Раздались два тихих, три громких стука в дверь.
«Явно случилось что-то непредвиденное», – подумал генерал, стряхивая внезапно охватившую его дрему и поспешая к двери.
– Евгений Евграфович, мичман Сандомирский пропал, – с ходу огорошил Баташова штабс-капитан Свиньин, – одновременно пропали и штурманские карты с проходами в минных заграждениях. Мне только что сообщил об этом начальник контрразведки порта ротмистр Телегин.
– Неужели мы с тобой ошиблись? – удрученно промолвил генерал.

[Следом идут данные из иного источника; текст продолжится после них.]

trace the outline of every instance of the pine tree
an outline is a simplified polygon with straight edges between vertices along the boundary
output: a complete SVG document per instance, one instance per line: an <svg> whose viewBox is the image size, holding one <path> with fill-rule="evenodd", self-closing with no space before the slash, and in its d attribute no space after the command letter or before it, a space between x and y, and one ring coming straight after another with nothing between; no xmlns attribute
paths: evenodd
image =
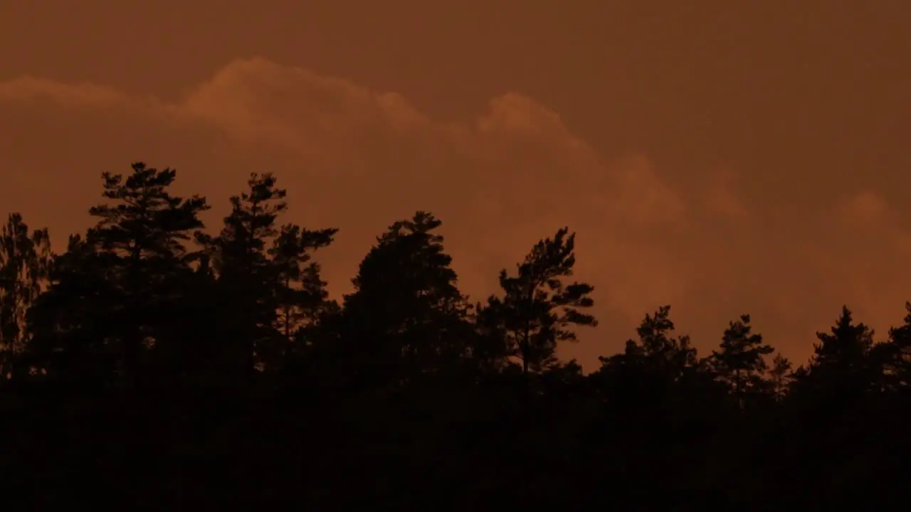
<svg viewBox="0 0 911 512"><path fill-rule="evenodd" d="M500 272L504 296L491 296L478 313L481 328L488 337L502 336L499 352L517 357L523 374L557 364L558 344L578 339L574 327L598 324L594 316L580 311L594 305L589 296L594 288L564 281L573 275L575 238L563 228L553 238L538 241L517 265L515 276L506 270Z"/></svg>
<svg viewBox="0 0 911 512"><path fill-rule="evenodd" d="M0 232L0 380L26 349L26 312L46 286L52 260L46 230L29 231L18 213Z"/></svg>
<svg viewBox="0 0 911 512"><path fill-rule="evenodd" d="M737 406L743 408L746 397L762 391L763 375L768 365L765 356L774 349L763 343L763 336L752 333L750 315L742 314L724 331L721 350L712 351L711 364L734 395Z"/></svg>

– Вы подумали, что Дмитрий со штурманскими картами подался к немцам? – возмутился Свиньин. – Да я даю голову на отсечение, что все это проделки Епанчина! Ведь недаром же шепнул мне Дима, что это страшный человек.
– Не горячись, – осадил Баташов штабс-капитана, – успокойся и головой своей не разбрасывайся, не колода, чай, она тебе еще пригодится… Давай размышлять без излишних эмоций. Это хорошо, что ты твердо уверен в невиновности своего друга. Но пока что факты говорят о другом…
– По рассказу ротмистра, вечером старший помощник «Баяна» решил проложить курс корабля на Ревель и затребовал к себе штурмана. В штурманском помещении нужных карт не оказалось. Кондуктор доложил, что последними туда заходили мичманы Епанчин и Сандомирский. Епанчин оказался в своей каюте, а Дмитрия до сих пор не могут найти. По показаниям Епанчина, они распрощались несколько часов назад и разошлись по своим каютам. По распоряжению старшего помощника, Епанчин до окончания расследования находится под арестом. Вот и все…
– Не отчаивайся, может быть, твой друг еще найдется, ведь крейсер – довольно вместительная посудина. А пока до утра располагайся здесь, у меня на диване. Утро вечера – мудренее!
Утром, получив от генерала подробный инструктаж, штабс-капитан Свиньин направился в штаб крепости, где его уже ждали жандармский ротмистр Телегин и контр-адмирал Форсель.
– Господа офицеры, я обязан поставить вас в известность, – объявил Форсель, – что в связи с тем, что немцы готовят наступательную операцию по захвату Либавы, я получил приказ подготовить к взрыву мосты, фабрику колючей проволоки и водокачку, а также все восточные форты…
– А как же верфь и стоящие там корабли? – спросил обеспокоенно Свиньин.